Leaked list shows Facebook training their AI on multiple Lemmy instances

geneva_convenience@lemmy.ml · edit-2 15 days ago

Leaked list shows Facebook training their AI on multiple Lemmy instances

Rimu@piefed.social · 15 days ago

Check out the robots.txt on any Lemmy instance…

usernamesAreTricky@lemmy.ml · 15 days ago

Linked article in the body suggests that likely wouldn’t have made a difference anyway

The scrapers ignored common web protocols that site owners use to block automated scraping, including “robots.txt” which is a text file placed on websites aimed at preventing the indexing of context

mesa@piefed.social · edit-2 15 days ago

Yeah ive seen the argument in blog posts that since they are not search engines they dont need to respect robots.txt. Its really stupid.
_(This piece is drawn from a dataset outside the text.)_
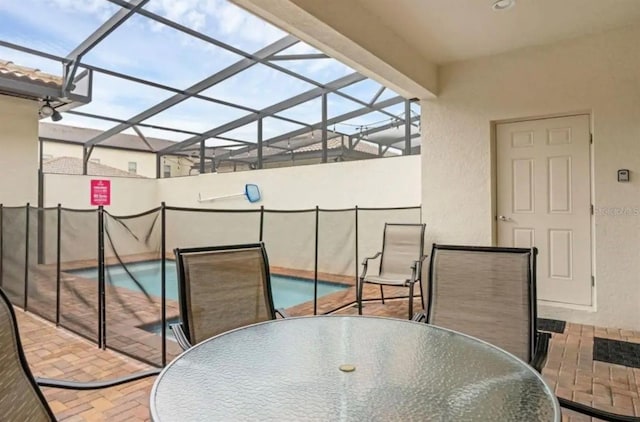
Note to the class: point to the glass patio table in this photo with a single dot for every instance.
(349, 368)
AmbitiousProcess (they/them)@piefed.social · 15 days ago

“No no guys you don’t understand, robots.txt actually means just search engines, it totally doesn’t imply all automated systems!!!”
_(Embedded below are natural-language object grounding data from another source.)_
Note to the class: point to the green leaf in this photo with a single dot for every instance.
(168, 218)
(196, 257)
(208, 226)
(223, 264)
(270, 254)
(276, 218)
belated_frog_pants@beehaw.org · 15 days ago

Scrapers ignore it

Rimu@piefed.social · 15 days ago

Thieves can smash a window to get into my house but I still lock my doors.

belated_frog_pants@beehaw.org · 14 days ago

This is more like being there when they come to steal and you ask them to ignore some rooms please.

Pamasich@kbin.earth · 15 days ago

If they have a brain, and they do have the experience from Threads, they don’t need to scrape Lemmy. They can just set up a shell instance, subscribe to Lemmy communities, and then use federation to get their data for free. That doesn’t use robots.txt at all regardless.